There has been a stagnancy in the tax growth. This can be made more effective by the
introduction of e-filing, e-payment and online declaration of statutory forms in Taxes
Department, tax buoyancy is expected to increase along with the modernization of tax
collecting departments, which is in progress.
The service sector which is the fastest growing sector has a non-taxable nature which
is a concern.

Rising debt to GSDP ratio.

Excessive dependence on remittances.

The agencies responsible for public services are understaffed, and to the extent they
provide producer services, this lowers output. When output is negatively affected it
lowers public revenues as most taxes are levied ad valorem.
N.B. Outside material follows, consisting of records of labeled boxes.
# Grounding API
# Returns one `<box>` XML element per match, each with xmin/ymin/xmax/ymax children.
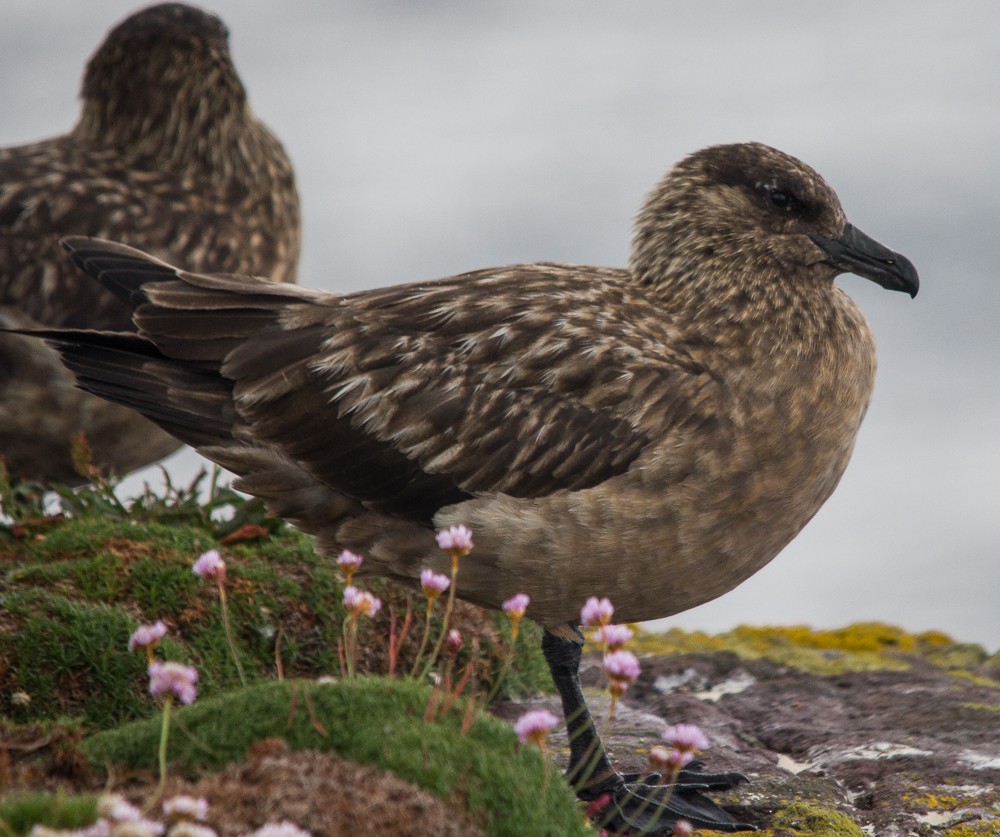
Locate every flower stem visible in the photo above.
<box><xmin>145</xmin><ymin>694</ymin><xmax>174</xmax><ymax>811</ymax></box>
<box><xmin>410</xmin><ymin>599</ymin><xmax>434</xmax><ymax>677</ymax></box>
<box><xmin>219</xmin><ymin>576</ymin><xmax>247</xmax><ymax>686</ymax></box>
<box><xmin>420</xmin><ymin>549</ymin><xmax>462</xmax><ymax>680</ymax></box>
Growing Inequality in the Kerala society


Four Inequality dimensions seen in the state:

Social sector induced growth

Economic reforms

Foreign remittances

Ad-hocism.
The commercialisation of education and health sectors, once the bedrock of the Kerala
model of development, had completely marginalised the historically disadvantaged
groups like Scheduled Castes, Scheduled Tribes, and the fisher folk. The difference in the
expenditure on education between the rural low-income groups and high income groups
was disquieting.
Housing glut adds to further emphasise the point of growing inequality. More than 10
per cent of houses were vacant and 66.5 per cent of houses in Kerala had three or more
rooms.

Conclusion
Vested interests, competitive populism, pet projects and sheer incompetence are factors
that have contributed to Keralas perennial fiscal crisis. In a democracy it is the duty of
those in public life to not only explain this to their constituencies but to do whatever it
takes to ensure the robustness of the public finances. With the ongoing fiscal crisis
Keralas political class has failed this test.